Érase un callejón sin salida que soñaba con ser una alegre calle de paso. Desde sus dos esquinas colindantes, miraba celoso la fuente, los kioscos, las terrazas y las tiendas de la gran avenida.
!Unas tanto y otros tan poco! se quejaba maldiciendo que incluso el sol, que todo lo abrillanta, a él le ignorase siempre.
Una tarde llegó hasta su acera un músico, buscando una sombra en la que descansar; pues no estaba permitido tocar en la avenida, hasta pasada la hora de la siesta.
Viéndole sacar una armónica, el callejón le preguntó:
– Oye amigo ¿Por qué no tocas aquí, en vez de en la avenida?- Sí hombre…y¿me darás tú los cuarenta euros que dejaré de ganar? Replicó el músico.
El callejón le contestó que si lo suyo era el dinero le escuchara atentamente, porque tenía algo que proponerle:
– ¿Ves el caserón del final, ese que impide que yo tenga salida?- Lo veo… ¿no está abandonado?- No, eso es lo que has de conseguir. Tienes que echar a la dueña. Escuché a los del ayuntamiento que cuando la vieja ya no esté, demolerán el caserón y me convertirán en una linda travesía con salida a la calle Don Margallo.- ¿Y qué quieres? ¿Qué mate a la vieja? Ni hablar…
¿Qué gano yo?
– Yo no he dicho nada de matar… En cuanto a beneficios, le ofrecen un millón por la casa. A buen entendedor…
El músico no le dijo ni que sí ni que no; pero cada día se plantaba en el callejón y encandilaba a la anciana tocando bellas melodías bajo su destartalado balcón.
Una tarde de extremo calor se atrevió a llamar a su puerta con la excusa de pedirle un vaso de agua.
Doña Rosita, que así se llamaba, le ofreció sentarse en la salita, al lado del ventilador.
El músico quedó embelesado por la amena conversación mantenida con la anciana aquella tarde y las que siguieron. Cuanto más le escuchaba más se preguntaba de dónde extraería Doña Rosita tanto material para sus inacabables anécdotas y adictivos cuentos.
Tanto se aficionó a esas gratas tardes en la salita del ventilador, que cada día esperaba más impaciente la hora de subir.
Se despedían antes del atardecer. El músico sabía que en la desvencijada casa de Doña Rosita, después de las ocho no entraba ni la soledad, como ella misma decía.

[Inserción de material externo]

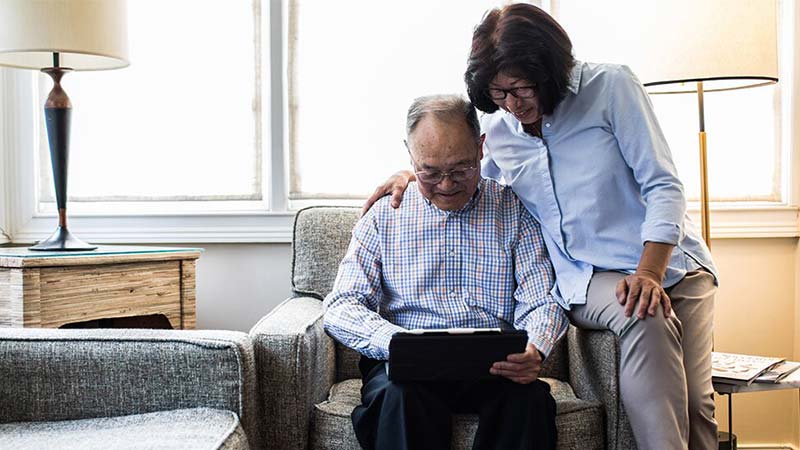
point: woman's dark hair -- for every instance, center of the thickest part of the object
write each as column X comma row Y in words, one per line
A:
column 522, row 41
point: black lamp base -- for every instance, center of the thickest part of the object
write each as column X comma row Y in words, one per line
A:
column 62, row 240
column 727, row 441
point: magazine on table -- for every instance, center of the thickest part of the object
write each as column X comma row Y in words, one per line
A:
column 779, row 372
column 734, row 368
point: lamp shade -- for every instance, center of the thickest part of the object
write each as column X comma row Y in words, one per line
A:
column 87, row 34
column 671, row 45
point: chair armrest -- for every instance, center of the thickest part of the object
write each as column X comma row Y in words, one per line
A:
column 54, row 374
column 594, row 375
column 296, row 369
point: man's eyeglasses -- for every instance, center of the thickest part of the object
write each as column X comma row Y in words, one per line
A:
column 432, row 177
column 436, row 177
column 518, row 92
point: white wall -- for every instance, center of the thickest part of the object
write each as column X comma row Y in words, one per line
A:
column 237, row 284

Intentaba salir discretamente para evitar explicaciones, pero el callejón no transigía:
– Eh amigo ¿qué hay de lo nuestro?- Mal… no quiere irse – ¿Le ofreciste lo de llevarla a ver al mar? – Sí, pero me contestó que ya lo había visto- !Qué mentirosa! !Nunca pasó una noche fuera de casa!. Protestó el callejón.
El tiempo fue pasando. Al carecer de herederos, la anciana puso su casa a nombre del músico, en gratitud por las entretenidas tardes que pasaban juntos.
Meses después, cuando ella falleció, el callejón vino a pedirle cuentas al nuevo dueño:
– ¿Cuándo vendes, coges tu millón y te largas?- No hay dinero que valga, amigo. Yo tampoco me voy- Pero…¿qué tiene esa casa que no puedas comprar con un millón de euros?- Un dormitorio mágico.
Por fin el músico entendía el misterio del amplísimo anecdotario de Doña Rosita y también que hubiera visto el mar sin verlo.
Y es que todas las mañanas la habitación se transformaba en un cine y proyectaba en la pared del fondo, los sueños de quien allí hubiera dormido.
Y así fue, como aunque el callejón continuó mirando celosamente a la Avenida; ahora, al girar la cabeza, le compensaban los sueños del músico, que más de una vez eran eróticos.